One such fundamental experience, that which I called ‘anti-political politics’, is possible and can be effective, even though by its very nature it cannot calculate its effect beforehand. That effect, to be sure, is of a wholly different nature from what the West considers political success. It is hidden, indirect, long term and hard to measure; often it exists only in the invisible realm of social consciousness, conscience and subconsciousness and it can be almost impossible to determine what value it assumed therein and to what extent, if any, it contributes to shaping social development. It is, however, becoming evident—and I think that is an experience of an essential and universal importance—that a single, seemingly powerless person who dares to cry out the word of truth and to stand behind it with all his person and all his life, ready to pay a high price, has, surprisingly, greater power, though formally disfranchised, than do thousands of anonymous voters. It is becoming evident that even in today’s world, and especially on this exposed rampart where the wind blows most sharply, it is possible to oppose personal experience and the natural world to the ‘innocent’ power and to unmask its guilt, as the author ofThe Gulag Archipelago has done. It is becoming evident that truth and morality can provide a new starting point for politics and can, even today, have an undeniable political power. The warning voice of a single brave scientist, besieged somewhere in the provinces and terrorized by a goaded community, can be heard over continents and addresses the conscience of the mighty of this world more clearly than entire brigades of hired propagandists can, though speaking to themselves. It is becoming evident that wholly personal categories like good and evil still have their unambiguous content and, under certain circumstances, are capable of shaking the seemingly unshakeable power with all its army of soldiers, policemen and bureaucrats. It is becoming evident that politics by no means need remain the affair of professionals and that one simple electrician with his heart in the right place, honouring something that transcends him and free of fear, can influence the history of his nation.
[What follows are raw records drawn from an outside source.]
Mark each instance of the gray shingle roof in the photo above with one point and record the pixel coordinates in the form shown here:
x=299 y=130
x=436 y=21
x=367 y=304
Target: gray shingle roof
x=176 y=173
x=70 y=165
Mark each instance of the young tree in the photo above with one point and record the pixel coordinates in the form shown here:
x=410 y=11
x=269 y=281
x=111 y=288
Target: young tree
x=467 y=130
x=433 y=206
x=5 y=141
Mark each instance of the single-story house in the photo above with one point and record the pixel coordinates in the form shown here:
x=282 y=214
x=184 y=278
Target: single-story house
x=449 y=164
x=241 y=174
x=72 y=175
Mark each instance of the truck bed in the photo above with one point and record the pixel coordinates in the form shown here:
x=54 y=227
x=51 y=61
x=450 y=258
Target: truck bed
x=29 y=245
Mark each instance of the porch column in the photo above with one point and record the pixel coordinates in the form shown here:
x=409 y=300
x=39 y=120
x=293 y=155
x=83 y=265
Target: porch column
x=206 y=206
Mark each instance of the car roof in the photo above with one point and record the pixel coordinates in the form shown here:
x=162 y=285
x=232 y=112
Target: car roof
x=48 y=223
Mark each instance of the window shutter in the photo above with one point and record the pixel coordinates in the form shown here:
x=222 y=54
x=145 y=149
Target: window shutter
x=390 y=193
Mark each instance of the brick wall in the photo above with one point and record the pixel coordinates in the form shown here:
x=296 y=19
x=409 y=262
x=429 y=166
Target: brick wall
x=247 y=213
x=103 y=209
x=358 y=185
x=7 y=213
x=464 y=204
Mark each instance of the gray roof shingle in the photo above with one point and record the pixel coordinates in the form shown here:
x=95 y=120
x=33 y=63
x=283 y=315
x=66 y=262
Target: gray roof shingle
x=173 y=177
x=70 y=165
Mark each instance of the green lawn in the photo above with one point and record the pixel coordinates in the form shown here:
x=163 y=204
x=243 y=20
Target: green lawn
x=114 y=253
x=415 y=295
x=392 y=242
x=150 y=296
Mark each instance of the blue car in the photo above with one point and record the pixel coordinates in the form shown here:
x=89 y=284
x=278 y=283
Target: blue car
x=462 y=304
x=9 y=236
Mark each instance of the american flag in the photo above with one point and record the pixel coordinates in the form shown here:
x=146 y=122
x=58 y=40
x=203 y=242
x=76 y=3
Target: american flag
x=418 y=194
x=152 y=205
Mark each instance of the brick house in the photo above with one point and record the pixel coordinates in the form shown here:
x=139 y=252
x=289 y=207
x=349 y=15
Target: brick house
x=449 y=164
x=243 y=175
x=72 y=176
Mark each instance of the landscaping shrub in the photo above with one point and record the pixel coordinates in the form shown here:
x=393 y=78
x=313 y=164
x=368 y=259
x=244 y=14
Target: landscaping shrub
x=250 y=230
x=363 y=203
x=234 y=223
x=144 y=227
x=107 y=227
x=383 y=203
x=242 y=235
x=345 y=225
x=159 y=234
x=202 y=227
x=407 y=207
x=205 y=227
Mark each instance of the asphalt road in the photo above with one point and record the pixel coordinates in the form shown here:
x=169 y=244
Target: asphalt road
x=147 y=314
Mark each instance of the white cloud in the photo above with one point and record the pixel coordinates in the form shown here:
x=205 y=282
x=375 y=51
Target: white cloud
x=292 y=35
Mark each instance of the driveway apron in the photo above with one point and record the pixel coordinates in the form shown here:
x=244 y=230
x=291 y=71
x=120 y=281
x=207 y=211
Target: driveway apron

To be sure, Havel was talking about resisting totalitarian communism; we’re, um … not. Still, I think there’s something to be learned here about how the example of the West firefighters, and the men and women like them in small towns and communities all over the country, make the partisan sniping and bickering that consumes so much of our attention and energy seem petty. I don’t mean to say that tragedies make all our real and important differences go away, dissolved in the kitsch of a Kum Ba Ya moment. They don’t. But what they do is help us to see the world, and these conflicts, in a different way, perhaps, and maybe even to see how we respond to them — in specifically, to those who are our opponents on any given issue — in a more human and gracious manner than we’ve been doing. As I’ve been saying since I started my book tour, I’ve been deeply impressed by the strangers I’ve met on the road, who talk openly to me about the burdens of grief and suffering they carry, and how they hope Little Way will help them lighten the load, or at least bear it. I’m not sure how this experience is going to change my political thinking, ultimately, but I am grateful for what it is helping me to see about my country, my neighbors, and myself.